Entropy is amount of information is needed to accurately describe the some sample.
$$Entropy(D) = - \sum_{i=1}^n p_i\times log(p_i)$$
where, D is a sample space.
$$Gain(D,a) = Entropy(D) - \sum_{i=1}^V \frac{|D^v |}{|D|}Entropy(D^v)$$
where, a is sparse property, with V possible values ${a^1, a^2, …, a^V} $
Naive Bayes: It is mainly used for clustering and classification purpose.
$$P(c_i|A) = \frac{P(A|c_i)P(c_i)}{P(A)} $$
I think Naive Bayes can be reformed into a decision tree.
Support vector machine: It is mainly used for classification.
Unsupervised Learning
In unsupervised learning, the machine is provided with a set of data and is not provided with any right answer.
UL identify clusters or groups of similar items or similarity of the new item with an existing group, etc.
Problems
Clustering: provides detail on the workings of unsupervised learning.
Feature reduction
Algorithms
K-Mean clustering: Clustering or grouping is a type of unsupervised learning technique that when initiates, creates groups automatically
The items which possess similar characteristics are put in the same cluster.
Principle component analysis: The dimension of the data is reduced to make the computations faster and easier.
Semi-supervised Learning
Semi-supervised learning falls somewhere between supervised and unsupervised learning. Only a few data points are labelled.
You don’t have to spend a lot of time and effort in labelling each data point
Algorithms
Generative models: assumes a structure like p(x,y) = p(y)p(x|y) where p(x|y) is a mixed distribution. e.g.
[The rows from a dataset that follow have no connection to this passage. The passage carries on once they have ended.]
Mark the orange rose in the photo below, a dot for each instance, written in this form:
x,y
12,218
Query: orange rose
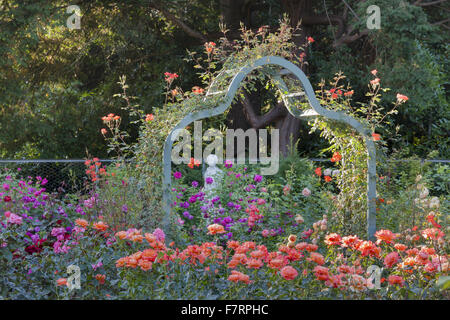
x,y
254,263
145,265
121,235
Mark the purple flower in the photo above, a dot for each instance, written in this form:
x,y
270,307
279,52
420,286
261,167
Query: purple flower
x,y
187,215
177,175
97,265
159,234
Gaussian mixture models.
Within the unlabelled data, the mixed components can be identifiable.
Self-training: a classifier is trained with a portion of labelled data. The classifier is then fed with unlabelled data. The unlabelled points and the predicted labels are added together in the training set.
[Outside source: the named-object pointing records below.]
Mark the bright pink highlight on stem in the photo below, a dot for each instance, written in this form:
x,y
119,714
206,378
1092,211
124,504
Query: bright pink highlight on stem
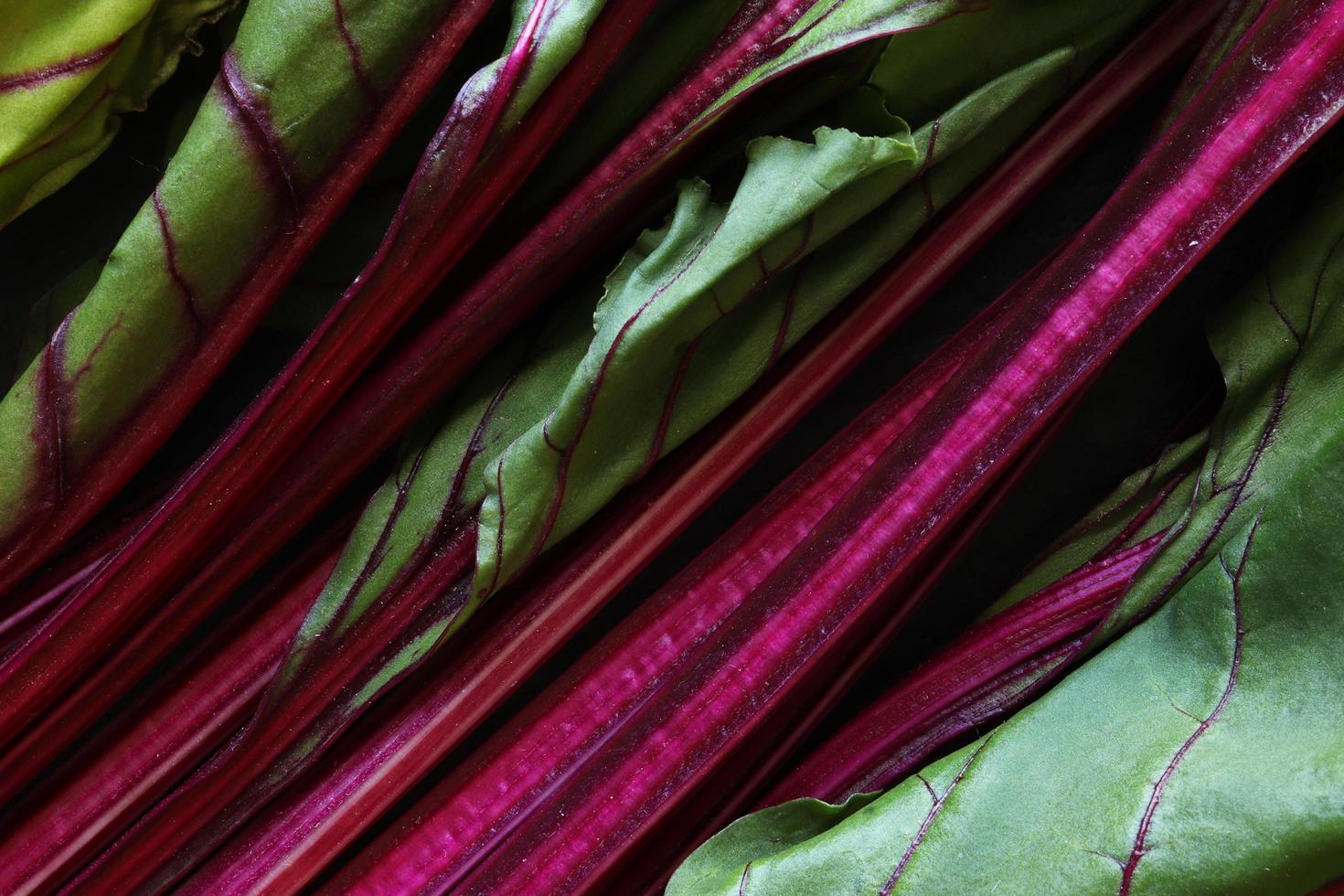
x,y
326,807
1240,133
966,683
215,493
165,735
145,430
Transductive SVM: an extension of SVM, the labelled and unlabelled data both are considered. It is used to label the unlabelled data in such a way that the margin is maximum between the labelled and unlabelled data.
Reinforcement Learning
Makes decisions based on which actions to take such that the outcome is more positive.
The agent receives input $i$, current state s, state transition r and input function I from the environment. Based on these inputs, the agent generates a behaviour B and takes an action a which generates an outcome.
Problems
Changing situations: external situation (or, opponent’s play) is continuously changing, and the response from the machine has to consider the changing environment. eg. driving, the game of chess, backgammon.
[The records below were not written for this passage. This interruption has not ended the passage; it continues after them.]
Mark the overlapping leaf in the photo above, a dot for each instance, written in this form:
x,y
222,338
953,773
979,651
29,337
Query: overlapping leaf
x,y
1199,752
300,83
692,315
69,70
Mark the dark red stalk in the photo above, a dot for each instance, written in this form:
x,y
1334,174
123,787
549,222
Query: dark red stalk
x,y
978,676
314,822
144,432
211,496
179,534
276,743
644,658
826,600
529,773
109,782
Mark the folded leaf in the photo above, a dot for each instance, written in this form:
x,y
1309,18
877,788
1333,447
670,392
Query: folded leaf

Huge state space: Games like chess have almost infinite possible board configurations.
Multitask learning
The simple goal of helping other learners to perform better.
Ensemble learning
When various individual learners are combined to form only one learner then that particular type of learning is called ensemble learning.
Problems
classification and regression
Algorithms
Boosting: creates a collection of weak learners and convert them into one strong learner. Decrease bias and variance.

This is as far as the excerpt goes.